# AMHR/ASPC Convention News



## JMS Miniatures (Nov 3, 2011)

I know its early but was wondering if anyone had anything to share? I heard the number of members that showed up for Convention are pretty low.


----------



## kaykay (Nov 4, 2011)

I dont think they had enough for a quorum. I have heard some Shetland related things but not miniature related.

This was a really expensive convention to attend and I do think that is why attendance is so low. For people in Ohio it was about 1000.00 just for the flight and hotel.


----------



## JMS Miniatures (Nov 4, 2011)

So what happens if not enough attend? Will all the proposals get voted on with those select few or do they go straight to the BOD? Too bad not many attended, it was just way too far off for me to go.


----------



## kaykay (Nov 4, 2011)

I asked around but never got a firm answer so dont quote me. I believe it means there will be no votes taken at the membership meeting because they have to have a quorum to vote. So yes everything passed in committee will go straight to the BOD

Where I am confused is normally members can vote in committee meetings. Not sure if they still did? I am thinking they did?

Guess we will find out when they get back. I had a couple calls from people down there but missed the calls.

Its really a shame that more couldn't go as convention is supposed to be specifically for the members


----------



## Sunny (Nov 4, 2011)

I wish they could have Convention somehow in conjuction with mini Nationals since sooo many people are able to attend that.


----------



## kaykay (Nov 4, 2011)

Sunny there is no way that would work as HOF plaques are given out and show season has to be over to do that.

I have always hated it being right before the holidays but when you think about it, there is no good time. If they did spring (like AMHA) its during foaling season. Just no good time of year.

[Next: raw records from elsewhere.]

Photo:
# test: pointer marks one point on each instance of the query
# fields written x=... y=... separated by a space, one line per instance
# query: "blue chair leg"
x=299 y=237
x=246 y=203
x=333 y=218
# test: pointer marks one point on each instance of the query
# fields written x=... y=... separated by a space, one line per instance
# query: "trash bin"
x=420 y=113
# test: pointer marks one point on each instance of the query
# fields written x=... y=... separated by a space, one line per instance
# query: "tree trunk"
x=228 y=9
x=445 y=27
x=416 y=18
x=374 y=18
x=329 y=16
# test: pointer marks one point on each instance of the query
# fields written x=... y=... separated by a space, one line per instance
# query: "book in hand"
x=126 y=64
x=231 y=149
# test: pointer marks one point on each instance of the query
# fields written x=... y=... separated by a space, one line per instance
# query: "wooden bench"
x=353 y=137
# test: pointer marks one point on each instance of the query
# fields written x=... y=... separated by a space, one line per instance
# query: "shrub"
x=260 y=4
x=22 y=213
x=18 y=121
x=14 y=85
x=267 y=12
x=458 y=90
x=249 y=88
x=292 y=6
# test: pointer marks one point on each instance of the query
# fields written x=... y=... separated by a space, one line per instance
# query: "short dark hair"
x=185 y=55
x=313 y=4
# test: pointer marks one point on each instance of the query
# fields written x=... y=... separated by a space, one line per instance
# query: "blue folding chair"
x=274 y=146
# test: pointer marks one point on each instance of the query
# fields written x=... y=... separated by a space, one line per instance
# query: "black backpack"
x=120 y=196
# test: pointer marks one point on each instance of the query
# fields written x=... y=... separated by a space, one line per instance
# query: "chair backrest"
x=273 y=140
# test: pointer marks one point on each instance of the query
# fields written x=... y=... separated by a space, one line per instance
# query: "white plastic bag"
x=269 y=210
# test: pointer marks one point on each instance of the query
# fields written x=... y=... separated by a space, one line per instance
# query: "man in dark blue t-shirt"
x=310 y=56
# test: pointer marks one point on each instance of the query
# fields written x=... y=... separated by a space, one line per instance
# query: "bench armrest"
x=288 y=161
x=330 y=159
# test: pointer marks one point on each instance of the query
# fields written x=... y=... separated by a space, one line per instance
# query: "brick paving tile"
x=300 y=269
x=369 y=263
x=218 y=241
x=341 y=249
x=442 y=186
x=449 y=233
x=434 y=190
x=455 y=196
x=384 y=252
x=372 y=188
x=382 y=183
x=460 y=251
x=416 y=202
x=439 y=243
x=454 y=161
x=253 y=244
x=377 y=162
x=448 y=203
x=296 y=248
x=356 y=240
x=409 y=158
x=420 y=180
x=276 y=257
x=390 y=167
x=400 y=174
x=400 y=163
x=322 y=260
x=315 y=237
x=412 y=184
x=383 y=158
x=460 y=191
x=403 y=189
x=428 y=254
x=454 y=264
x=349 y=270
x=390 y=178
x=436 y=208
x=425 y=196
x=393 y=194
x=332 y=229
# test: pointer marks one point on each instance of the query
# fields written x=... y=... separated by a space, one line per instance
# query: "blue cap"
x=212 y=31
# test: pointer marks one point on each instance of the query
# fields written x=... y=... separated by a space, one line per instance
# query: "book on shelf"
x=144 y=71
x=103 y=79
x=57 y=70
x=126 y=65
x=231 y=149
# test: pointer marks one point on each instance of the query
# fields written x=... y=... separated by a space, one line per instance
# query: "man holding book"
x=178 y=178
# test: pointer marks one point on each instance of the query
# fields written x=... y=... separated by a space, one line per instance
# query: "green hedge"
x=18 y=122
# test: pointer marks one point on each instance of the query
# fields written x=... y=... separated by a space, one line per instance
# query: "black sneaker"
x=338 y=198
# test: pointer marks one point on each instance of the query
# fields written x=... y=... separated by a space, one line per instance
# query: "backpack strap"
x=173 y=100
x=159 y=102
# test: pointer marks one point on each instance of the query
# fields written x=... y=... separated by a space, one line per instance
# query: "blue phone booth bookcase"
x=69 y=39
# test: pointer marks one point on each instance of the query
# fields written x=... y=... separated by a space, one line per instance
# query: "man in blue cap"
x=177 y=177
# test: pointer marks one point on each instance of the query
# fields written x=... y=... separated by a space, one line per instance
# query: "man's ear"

Also just think of being at nationals for a week and then another week for convention. Lots of people just cannot be off work that long at one time or away from their farms that long on one stretch.


----------



## Field-of-Dreams (Nov 4, 2011)

kaykay said:


> Sunny there is no way that would work as HOF plaques are given out and show season has to be over to do that.


The HOF plaques are actually from the year BEFORE, not the current year. It runs Jan 1st to Dec 31st, and since here in Texas we still have one more show to go, year isn't over yet!


----------



## StarRidgeAcres (Nov 4, 2011)

I won't pretend to understand how the rules on voting and quorum work, but I sure hope for all of those folks who spent the money to go there so they could contribute to their registry by voting, they are able to vote in some way. What a bummer to have spent that money and not be able to cast your vote.

I know this is for another topic, but I wish both registries would embrace online voting. I know it has its drawbacks and cost money, but I just wish we lived in a perfect world where we could just snap our fingers and make it so!


----------



## kaykay (Nov 4, 2011)

> The HOF plaques are actually from the year BEFORE, not the current year. It runs Jan 1st to Dec 31st, and since here in Texas we still have one more show to go, year isn't over yet!


Sorry my bad!!


----------



## JMS Miniatures (Nov 4, 2011)

StarRidgeAcres said:


> I won't pretend to understand how the rules on voting and quorum work, but I sure hope for all of those folks who spent the money to go there so they could contribute to their registry by voting, they are able to vote in some way. What a bummer to have spent that money and not be able to cast your vote.
> 
> I know this is for another topic, but I wish both registries would embrace online voting. I know it has its drawbacks and cost money, but I just wish we lived in a perfect world where we could just snap our fingers and make it so!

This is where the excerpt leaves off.